Custom JavaScript: Modifying or replacing the event listener that Divi attaches to parent menu items on mobile. This gives full control — you can define exactly what happens on first tap (navigate) versus second tap (toggle submenu), which is a pattern some developers implement as a double-tap logic: first tap follows the link, second tap opens the dropdown.

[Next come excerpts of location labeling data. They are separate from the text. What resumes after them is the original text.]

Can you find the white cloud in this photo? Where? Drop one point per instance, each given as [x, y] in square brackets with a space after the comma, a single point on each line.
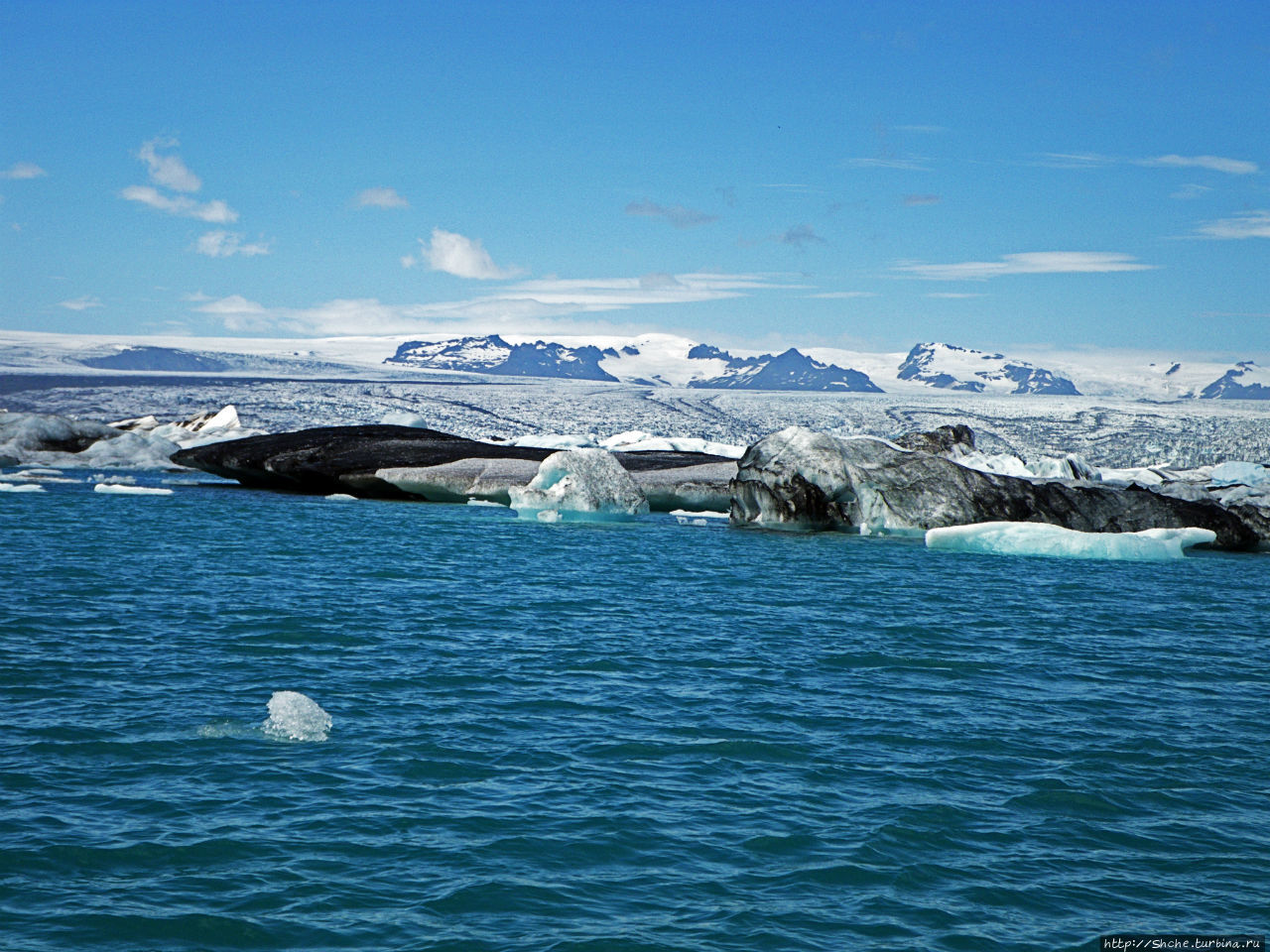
[462, 257]
[381, 198]
[1093, 160]
[225, 244]
[23, 171]
[799, 236]
[911, 164]
[1214, 163]
[81, 303]
[1191, 190]
[1248, 225]
[214, 212]
[526, 307]
[168, 171]
[1026, 263]
[676, 214]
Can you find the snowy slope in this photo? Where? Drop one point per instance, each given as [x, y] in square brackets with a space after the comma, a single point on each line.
[951, 367]
[647, 359]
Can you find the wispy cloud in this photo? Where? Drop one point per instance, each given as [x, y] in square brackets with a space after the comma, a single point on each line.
[1095, 160]
[23, 171]
[81, 303]
[214, 212]
[1075, 160]
[799, 236]
[676, 214]
[381, 198]
[522, 307]
[167, 169]
[1191, 190]
[1213, 163]
[226, 244]
[1026, 263]
[908, 163]
[1239, 226]
[458, 255]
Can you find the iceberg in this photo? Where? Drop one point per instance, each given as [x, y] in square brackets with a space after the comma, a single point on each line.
[1043, 539]
[806, 480]
[579, 484]
[117, 489]
[295, 716]
[21, 488]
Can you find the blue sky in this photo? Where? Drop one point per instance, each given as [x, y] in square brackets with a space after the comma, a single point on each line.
[861, 176]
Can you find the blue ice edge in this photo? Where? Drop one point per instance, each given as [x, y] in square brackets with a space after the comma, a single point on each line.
[1055, 540]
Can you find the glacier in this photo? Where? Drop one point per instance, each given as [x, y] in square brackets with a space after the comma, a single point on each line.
[1042, 539]
[579, 485]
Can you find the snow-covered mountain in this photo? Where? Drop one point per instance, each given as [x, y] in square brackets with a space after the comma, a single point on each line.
[788, 371]
[951, 367]
[492, 354]
[1245, 381]
[653, 359]
[647, 359]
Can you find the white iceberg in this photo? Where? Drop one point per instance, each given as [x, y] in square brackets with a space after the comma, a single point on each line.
[295, 716]
[579, 484]
[1043, 539]
[116, 489]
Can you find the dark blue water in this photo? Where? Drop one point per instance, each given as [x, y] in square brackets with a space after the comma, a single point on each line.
[647, 737]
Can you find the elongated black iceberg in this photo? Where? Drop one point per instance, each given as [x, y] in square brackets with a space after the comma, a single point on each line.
[803, 479]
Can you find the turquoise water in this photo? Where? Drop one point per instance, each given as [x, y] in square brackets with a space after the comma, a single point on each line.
[647, 737]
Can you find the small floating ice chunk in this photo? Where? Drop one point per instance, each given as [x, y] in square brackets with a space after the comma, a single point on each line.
[579, 484]
[697, 515]
[295, 716]
[1043, 539]
[116, 489]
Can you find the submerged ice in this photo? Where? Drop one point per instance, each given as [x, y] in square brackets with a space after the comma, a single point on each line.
[579, 484]
[1043, 539]
[295, 716]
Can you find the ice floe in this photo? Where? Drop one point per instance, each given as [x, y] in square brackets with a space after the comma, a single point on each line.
[1043, 539]
[295, 716]
[116, 489]
[627, 442]
[579, 484]
[139, 443]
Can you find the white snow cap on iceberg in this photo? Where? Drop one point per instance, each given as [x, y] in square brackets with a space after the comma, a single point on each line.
[295, 716]
[117, 489]
[1044, 539]
[579, 484]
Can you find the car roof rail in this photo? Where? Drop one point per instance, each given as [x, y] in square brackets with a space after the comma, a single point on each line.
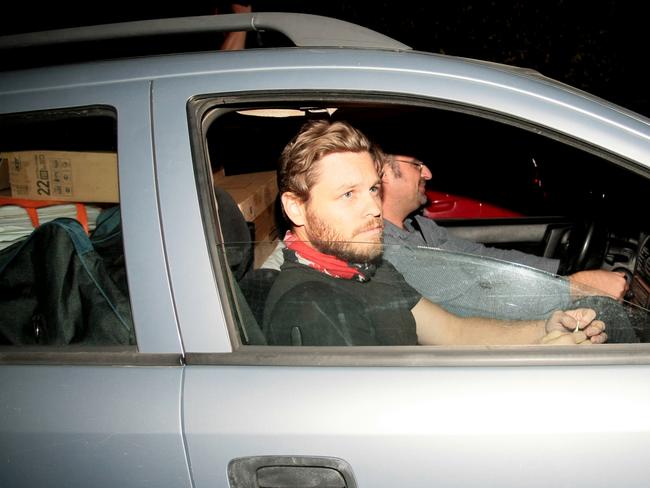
[304, 30]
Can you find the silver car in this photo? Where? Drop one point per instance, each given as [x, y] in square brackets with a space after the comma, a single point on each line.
[188, 394]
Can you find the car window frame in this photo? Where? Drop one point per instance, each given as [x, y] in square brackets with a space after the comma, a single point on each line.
[360, 356]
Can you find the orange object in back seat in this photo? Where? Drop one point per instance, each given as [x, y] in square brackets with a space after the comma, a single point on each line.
[31, 206]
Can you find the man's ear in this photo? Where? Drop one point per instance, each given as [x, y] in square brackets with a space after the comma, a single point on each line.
[387, 174]
[294, 208]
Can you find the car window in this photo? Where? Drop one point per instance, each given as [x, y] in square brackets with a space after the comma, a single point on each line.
[522, 174]
[62, 270]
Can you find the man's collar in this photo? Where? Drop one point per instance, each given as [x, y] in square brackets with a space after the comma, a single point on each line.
[326, 263]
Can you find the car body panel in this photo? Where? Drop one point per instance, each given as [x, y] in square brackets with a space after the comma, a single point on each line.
[447, 206]
[91, 426]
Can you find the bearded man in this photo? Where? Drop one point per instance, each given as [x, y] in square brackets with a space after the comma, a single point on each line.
[335, 289]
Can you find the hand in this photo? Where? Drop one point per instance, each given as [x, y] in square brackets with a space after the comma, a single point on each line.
[574, 327]
[610, 283]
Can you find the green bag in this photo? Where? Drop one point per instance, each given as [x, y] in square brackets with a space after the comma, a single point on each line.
[60, 287]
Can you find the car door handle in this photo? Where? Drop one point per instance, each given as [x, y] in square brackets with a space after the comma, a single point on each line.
[290, 472]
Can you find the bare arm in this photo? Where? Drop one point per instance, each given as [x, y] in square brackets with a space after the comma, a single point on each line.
[436, 326]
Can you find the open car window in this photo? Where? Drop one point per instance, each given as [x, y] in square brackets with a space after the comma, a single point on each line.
[512, 168]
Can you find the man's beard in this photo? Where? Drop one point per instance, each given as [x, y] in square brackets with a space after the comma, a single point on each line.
[328, 241]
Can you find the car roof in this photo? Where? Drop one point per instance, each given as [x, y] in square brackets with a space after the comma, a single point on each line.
[324, 44]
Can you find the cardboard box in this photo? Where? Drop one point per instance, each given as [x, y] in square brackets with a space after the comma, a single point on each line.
[63, 175]
[253, 192]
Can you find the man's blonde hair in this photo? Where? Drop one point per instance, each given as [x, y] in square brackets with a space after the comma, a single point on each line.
[298, 172]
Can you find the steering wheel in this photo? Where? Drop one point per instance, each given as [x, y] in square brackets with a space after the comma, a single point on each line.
[584, 248]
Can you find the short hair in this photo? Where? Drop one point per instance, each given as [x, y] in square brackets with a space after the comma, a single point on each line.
[316, 139]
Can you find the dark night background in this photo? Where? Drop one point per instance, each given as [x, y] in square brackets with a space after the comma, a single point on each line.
[598, 46]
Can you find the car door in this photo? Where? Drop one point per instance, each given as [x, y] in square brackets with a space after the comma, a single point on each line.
[96, 414]
[375, 416]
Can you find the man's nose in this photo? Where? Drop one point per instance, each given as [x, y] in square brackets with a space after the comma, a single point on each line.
[426, 172]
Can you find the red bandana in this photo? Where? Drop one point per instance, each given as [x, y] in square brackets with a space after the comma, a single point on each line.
[325, 263]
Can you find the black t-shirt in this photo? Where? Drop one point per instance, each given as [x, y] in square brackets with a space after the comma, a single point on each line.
[307, 307]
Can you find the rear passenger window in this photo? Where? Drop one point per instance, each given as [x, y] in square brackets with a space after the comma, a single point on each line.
[62, 273]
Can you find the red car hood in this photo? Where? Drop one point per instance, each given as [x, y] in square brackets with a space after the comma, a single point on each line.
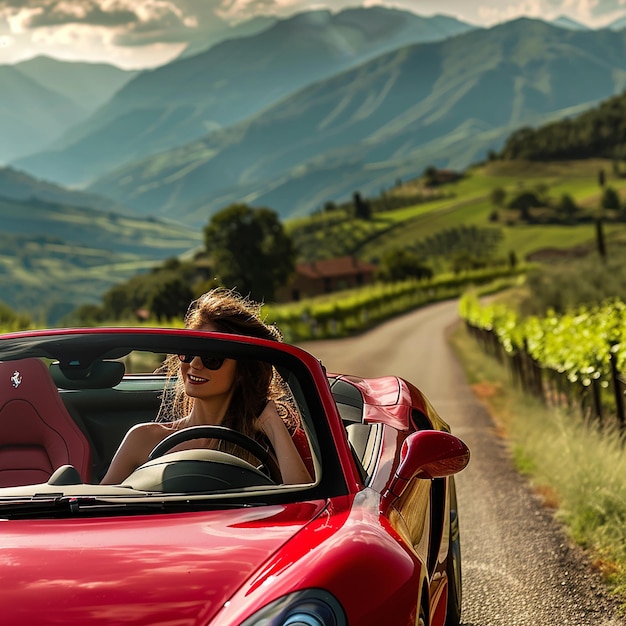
[163, 569]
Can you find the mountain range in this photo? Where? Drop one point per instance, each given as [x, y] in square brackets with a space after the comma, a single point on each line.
[232, 81]
[43, 97]
[308, 110]
[445, 103]
[56, 254]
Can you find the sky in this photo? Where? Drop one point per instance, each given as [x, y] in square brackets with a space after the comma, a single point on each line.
[135, 34]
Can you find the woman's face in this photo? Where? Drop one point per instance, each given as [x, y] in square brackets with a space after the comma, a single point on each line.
[203, 383]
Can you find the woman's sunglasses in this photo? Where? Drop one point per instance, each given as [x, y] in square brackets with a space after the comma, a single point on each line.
[210, 362]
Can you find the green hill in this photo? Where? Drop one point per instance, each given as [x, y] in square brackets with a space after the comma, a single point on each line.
[54, 257]
[235, 79]
[445, 103]
[600, 131]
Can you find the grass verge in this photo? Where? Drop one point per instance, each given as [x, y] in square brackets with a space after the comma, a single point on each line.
[578, 467]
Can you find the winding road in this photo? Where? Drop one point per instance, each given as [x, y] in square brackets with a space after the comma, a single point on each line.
[519, 567]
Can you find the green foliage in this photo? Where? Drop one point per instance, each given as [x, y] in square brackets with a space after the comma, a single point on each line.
[362, 209]
[599, 132]
[470, 242]
[498, 196]
[165, 292]
[400, 264]
[352, 311]
[580, 464]
[584, 282]
[610, 199]
[250, 249]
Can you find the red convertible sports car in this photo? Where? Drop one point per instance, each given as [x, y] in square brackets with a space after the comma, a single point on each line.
[201, 536]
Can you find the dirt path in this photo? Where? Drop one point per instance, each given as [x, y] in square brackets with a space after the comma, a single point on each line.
[519, 568]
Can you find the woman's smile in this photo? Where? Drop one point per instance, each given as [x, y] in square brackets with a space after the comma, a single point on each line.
[196, 380]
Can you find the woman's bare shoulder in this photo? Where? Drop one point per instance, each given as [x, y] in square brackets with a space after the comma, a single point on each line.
[150, 433]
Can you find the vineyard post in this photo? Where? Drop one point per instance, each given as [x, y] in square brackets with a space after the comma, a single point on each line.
[617, 388]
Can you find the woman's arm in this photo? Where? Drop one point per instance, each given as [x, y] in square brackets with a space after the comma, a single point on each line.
[292, 467]
[133, 452]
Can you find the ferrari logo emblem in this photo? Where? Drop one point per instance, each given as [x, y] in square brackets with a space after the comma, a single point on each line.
[16, 379]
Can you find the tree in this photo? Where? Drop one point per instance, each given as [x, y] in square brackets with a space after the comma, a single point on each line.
[600, 243]
[400, 264]
[250, 249]
[567, 208]
[362, 209]
[171, 299]
[498, 196]
[610, 198]
[431, 176]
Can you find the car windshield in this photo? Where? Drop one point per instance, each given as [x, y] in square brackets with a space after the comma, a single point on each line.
[70, 401]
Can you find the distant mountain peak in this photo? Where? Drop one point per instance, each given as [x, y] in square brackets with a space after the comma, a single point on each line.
[567, 22]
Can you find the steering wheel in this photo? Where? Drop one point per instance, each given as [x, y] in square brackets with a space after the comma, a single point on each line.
[269, 465]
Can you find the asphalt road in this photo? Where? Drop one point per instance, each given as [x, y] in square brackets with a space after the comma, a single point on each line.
[519, 568]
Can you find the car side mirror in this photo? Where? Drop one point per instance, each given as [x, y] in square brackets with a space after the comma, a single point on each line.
[426, 454]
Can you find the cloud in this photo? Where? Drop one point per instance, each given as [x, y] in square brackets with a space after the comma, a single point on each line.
[591, 12]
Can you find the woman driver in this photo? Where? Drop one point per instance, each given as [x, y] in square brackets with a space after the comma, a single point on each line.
[242, 395]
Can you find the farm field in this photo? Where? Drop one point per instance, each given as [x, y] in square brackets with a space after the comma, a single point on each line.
[471, 204]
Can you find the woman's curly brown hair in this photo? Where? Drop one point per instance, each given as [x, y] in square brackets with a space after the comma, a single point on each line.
[256, 382]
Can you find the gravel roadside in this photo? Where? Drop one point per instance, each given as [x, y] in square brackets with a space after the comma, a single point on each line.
[519, 566]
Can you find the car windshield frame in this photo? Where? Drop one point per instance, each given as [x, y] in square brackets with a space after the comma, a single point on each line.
[73, 353]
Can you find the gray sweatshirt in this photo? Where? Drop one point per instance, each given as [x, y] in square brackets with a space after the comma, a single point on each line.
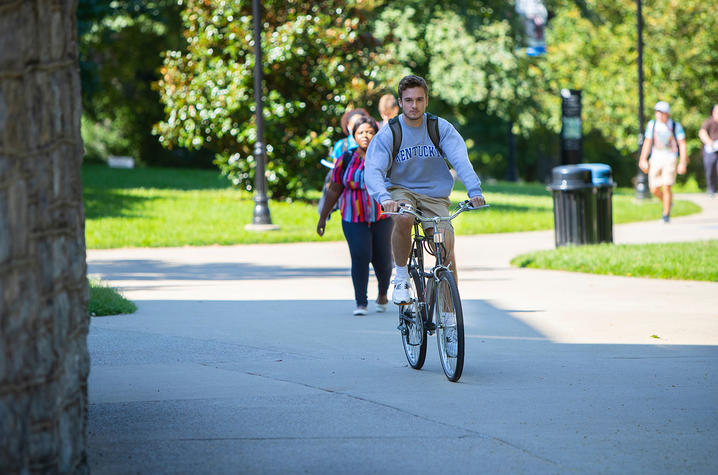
[418, 166]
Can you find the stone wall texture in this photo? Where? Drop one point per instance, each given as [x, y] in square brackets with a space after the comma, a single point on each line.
[44, 361]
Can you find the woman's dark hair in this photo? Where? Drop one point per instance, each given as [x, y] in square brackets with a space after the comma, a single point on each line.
[407, 82]
[365, 120]
[347, 115]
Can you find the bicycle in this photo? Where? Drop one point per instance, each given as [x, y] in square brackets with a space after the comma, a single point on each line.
[416, 318]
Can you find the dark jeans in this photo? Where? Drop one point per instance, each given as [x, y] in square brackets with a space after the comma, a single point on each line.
[710, 164]
[369, 242]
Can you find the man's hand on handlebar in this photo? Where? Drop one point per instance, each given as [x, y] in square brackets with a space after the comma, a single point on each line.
[477, 201]
[390, 206]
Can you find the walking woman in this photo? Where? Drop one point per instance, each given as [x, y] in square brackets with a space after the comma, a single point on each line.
[366, 229]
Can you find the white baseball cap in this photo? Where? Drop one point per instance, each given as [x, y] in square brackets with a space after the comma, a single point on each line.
[662, 106]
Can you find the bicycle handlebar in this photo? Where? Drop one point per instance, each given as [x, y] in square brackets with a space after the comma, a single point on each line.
[463, 206]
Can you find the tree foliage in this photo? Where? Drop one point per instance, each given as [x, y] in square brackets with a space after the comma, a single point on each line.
[317, 59]
[592, 46]
[120, 44]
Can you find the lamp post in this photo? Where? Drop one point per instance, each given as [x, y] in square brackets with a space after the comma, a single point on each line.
[261, 220]
[641, 178]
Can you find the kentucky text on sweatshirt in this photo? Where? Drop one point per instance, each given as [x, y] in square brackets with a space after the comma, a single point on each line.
[418, 166]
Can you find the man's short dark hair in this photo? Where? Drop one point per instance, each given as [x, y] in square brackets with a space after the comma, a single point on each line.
[412, 80]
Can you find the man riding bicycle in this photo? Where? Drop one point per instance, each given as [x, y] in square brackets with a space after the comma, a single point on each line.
[417, 174]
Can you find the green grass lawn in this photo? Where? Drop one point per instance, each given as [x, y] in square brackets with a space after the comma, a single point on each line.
[105, 300]
[682, 261]
[155, 207]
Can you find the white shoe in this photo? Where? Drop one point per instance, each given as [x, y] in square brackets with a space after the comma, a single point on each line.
[450, 334]
[401, 296]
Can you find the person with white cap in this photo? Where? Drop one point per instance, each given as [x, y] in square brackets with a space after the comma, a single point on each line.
[664, 140]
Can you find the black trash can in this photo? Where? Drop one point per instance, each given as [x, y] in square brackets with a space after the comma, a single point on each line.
[574, 206]
[602, 179]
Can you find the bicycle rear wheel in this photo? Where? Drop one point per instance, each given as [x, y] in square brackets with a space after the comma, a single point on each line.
[449, 326]
[411, 324]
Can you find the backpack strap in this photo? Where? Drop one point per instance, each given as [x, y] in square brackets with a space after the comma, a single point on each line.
[396, 134]
[432, 125]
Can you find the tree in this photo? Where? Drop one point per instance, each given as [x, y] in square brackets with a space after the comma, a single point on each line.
[317, 60]
[468, 52]
[592, 47]
[120, 44]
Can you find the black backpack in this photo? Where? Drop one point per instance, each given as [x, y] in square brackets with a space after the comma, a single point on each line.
[432, 126]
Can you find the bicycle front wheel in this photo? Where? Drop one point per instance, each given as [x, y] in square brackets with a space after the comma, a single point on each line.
[411, 324]
[449, 326]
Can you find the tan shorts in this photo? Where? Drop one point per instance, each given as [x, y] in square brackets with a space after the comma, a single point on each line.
[426, 205]
[662, 170]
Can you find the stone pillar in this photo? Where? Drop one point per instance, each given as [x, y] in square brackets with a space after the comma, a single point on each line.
[44, 361]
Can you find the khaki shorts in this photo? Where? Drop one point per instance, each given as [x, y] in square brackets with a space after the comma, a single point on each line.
[662, 170]
[426, 205]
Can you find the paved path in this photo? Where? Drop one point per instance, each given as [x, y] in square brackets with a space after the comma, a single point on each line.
[246, 359]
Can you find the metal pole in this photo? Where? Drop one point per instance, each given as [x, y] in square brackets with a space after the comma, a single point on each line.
[642, 191]
[261, 205]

Code-based approaches are inserted via Divi → Theme Options → Custom CSS, a child theme's functions.php, or a plugin like WPCode. The right placement matters for performance and update safety.

4. Third-Party Plugins

Several WordPress plugins specifically address mobile menu behavior for themes including Divi. These typically add options like:

  • Click-to-follow on parent links
  • Separate toggle arrows (a chevron icon handles the dropdown, while the label itself remains a link)
  • Mega menu replacements with full mobile link support

The separate toggle arrow pattern is arguably the most user-friendly solution — it visually separates "navigate to this page" from "open this dropdown," removing ambiguity for visitors entirely. Some plugins add this without touching your theme files.

Variables That Affect Which Approach Fits Your Setup

FactorWhy It Matters
Divi versionBuilt-in options vary; newer versions may already have a toggle
Child theme in useSafe place for JS/CSS without update risk
Technical comfort levelCode methods need debugging skill
Menu complexityDeep nested menus behave differently than single-level dropdowns
Site traffic typeMobile-heavy audiences make this higher priority
Performance sensitivityPlugin-heavy sites may prefer a CSS/JS approach

What "Correct" Looks Like Depends on the User Experience You're After 🎯

There's no single right answer here. A site where parent pages carry meaningful content — like a "Services" page with an overview — genuinely needs those links accessible. A site where parent items are organizational labels only (no real page behind them) may prefer to keep them non-linking and avoid visitor confusion.

The duplicate child link method is fast and safe, but adds visual clutter. Custom JavaScript gives precision, but requires maintenance. Plugins add capability, but introduce dependencies. Divi's own settings — when available in your version — are the most integrated path, but their presence isn't guaranteed across all installs.

Which approach works cleanly in your specific case depends on your Divi version, whether you're running a child theme, how your menu is structured, and how much technical work is practical for your project.